You resolve to see a marriage counselor. Great idea, but watch out for pitfalls. Let's assume your advisor has a good name with the state you live in and the professional organization to which he or she belongs. Let's assume your advisor is well-trained and experienced, too. There are still pitfalls, and because these are subtle, they can spell danger. They can spell the end of your marriage, the very thing you were trying to avoid.

Pitfall #1: Your advisor can listen endlessly to your pain.

Now you're saying, "Why in the Dickens is there a question with that?"

Obviously, a advisor must be empathic. The advisor must listen to you; that's part of the job description. But how much? Are you supposed to visit week after week doing nothing but complain? Where are the solutions? If your advisor only listens to the problems, there will be nothing but problems to listen to.

A good advisor has many, many tools to get past the problems and if these tools are not introduced into the sessions, then it means that change can only happen one hour a week. Whereas, if homework is given-homework that makes sense to you and which you would enjoy trying out-then the whole week between sessions becomes your laboratory for change. It converts a hopeless, miserable situation into one of possibility.

Pitfall #2: Your advisor thinks that arrival into sessions with your spouse would somehow be unethical.

The opposite is true. If you come in alone when what you want to do is heal your marriage, then that is unethical. The hypothesize you might hear counselors say otherwise is simply that they were not trained in marriage counseling! Bear in mind that Marriage and family Therapy is a isolate field from, say, Psychology. The Mft is specifically trained to deal with some people at once and recognizes that a lot of the problems in a marriage come from the different assumptions and meanings that the people in it attach to things. Therefore sorting all that out is a must and it can't be done alone. In fact, it goes farther than this.

Each person reacts to their spouse in a unique way. For example, Sally might be a Ceo of a profitable firm, but when she's home with Joe, she stops giving directions and starts expecting to be given them. Why is that? maybe because Joe won't let it be otherwise. Or maybe it's because she genuinely likes to kick up her heels at home and let person else be in charge. And, just to make life interesting, none of this is in aware awareness. It's the therapist's job to observation these patterns and help the integrate see them, too.

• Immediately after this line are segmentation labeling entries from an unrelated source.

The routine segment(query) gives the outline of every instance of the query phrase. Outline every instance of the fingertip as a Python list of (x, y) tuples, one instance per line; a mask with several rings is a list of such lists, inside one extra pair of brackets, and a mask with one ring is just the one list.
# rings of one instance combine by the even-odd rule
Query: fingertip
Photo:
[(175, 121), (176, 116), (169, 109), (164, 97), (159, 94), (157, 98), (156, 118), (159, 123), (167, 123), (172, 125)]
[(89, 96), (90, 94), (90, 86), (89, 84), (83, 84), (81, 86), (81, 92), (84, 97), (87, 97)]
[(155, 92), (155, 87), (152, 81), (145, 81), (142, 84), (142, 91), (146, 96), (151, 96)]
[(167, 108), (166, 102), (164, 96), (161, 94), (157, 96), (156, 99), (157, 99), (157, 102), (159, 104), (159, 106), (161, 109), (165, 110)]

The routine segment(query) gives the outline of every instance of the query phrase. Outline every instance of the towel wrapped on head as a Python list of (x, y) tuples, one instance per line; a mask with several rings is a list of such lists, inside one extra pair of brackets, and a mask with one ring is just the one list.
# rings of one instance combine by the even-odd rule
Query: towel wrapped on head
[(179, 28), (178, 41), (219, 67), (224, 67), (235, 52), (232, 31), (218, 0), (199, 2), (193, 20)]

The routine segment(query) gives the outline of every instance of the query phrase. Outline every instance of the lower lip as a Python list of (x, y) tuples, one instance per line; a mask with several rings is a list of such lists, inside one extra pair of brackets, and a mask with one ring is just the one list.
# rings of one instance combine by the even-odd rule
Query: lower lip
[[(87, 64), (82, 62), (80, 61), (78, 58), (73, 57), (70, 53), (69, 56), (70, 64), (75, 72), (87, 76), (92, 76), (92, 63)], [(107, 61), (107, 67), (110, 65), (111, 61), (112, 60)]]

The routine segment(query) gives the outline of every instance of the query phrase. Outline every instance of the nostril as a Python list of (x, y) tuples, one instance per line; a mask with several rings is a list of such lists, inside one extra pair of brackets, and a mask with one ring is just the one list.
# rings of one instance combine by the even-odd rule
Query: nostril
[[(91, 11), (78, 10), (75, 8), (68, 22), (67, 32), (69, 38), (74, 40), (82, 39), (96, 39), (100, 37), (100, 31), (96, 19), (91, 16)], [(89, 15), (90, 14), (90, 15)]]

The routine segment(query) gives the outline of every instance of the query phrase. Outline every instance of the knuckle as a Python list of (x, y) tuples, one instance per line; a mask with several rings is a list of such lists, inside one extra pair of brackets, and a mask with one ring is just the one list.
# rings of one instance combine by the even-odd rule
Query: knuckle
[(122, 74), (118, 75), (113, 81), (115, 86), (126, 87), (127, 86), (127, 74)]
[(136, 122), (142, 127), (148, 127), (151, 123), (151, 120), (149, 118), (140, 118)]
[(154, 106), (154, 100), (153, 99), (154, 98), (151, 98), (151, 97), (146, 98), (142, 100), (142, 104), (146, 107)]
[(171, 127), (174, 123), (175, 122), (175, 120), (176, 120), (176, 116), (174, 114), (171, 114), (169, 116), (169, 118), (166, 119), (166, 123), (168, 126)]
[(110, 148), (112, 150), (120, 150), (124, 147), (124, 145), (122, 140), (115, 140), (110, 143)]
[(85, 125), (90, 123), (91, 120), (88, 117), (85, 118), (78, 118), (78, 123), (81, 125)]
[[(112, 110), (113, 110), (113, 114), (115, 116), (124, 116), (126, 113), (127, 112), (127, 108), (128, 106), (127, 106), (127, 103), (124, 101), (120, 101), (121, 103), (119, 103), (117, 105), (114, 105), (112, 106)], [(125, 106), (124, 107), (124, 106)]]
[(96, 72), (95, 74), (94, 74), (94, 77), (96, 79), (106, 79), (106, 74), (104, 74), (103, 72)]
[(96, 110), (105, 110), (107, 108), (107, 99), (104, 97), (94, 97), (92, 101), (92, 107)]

That, in turn, produces more choices for the couple.

Pitfall #3: Your advisor takes sides.

Even though it's important for both people to be there, and even if one person clearly seems nasty and difficult, if the advisor takes sides, this behavior creates a new obstacle for the integrate that they now have to overcome, as if they didn't walk in the door with sufficient of them already.

Let's get back to Joe and Sally. Suppose Sally complains to the therapist that Joe takes over but the reality lurking in their communication patterns is that Sally encourages this. Joe haplessly falls into step with the program and neither person is aware of any of it. If the advisor jumps all over Joe, he misses an chance to help Sally see how she has subtly orchestrated it. He also misses the chance to help Joe be more sensitive to the subtle communications going on. The good advisor would ask exactly how this happens, who says what to whom, under what conditions, how it is answered, and so on. It could take a few sessions for the advisor to figure out these dynamics. The good the therapist understands-and likes-each person in the marriage, the more helpful that therapist can be.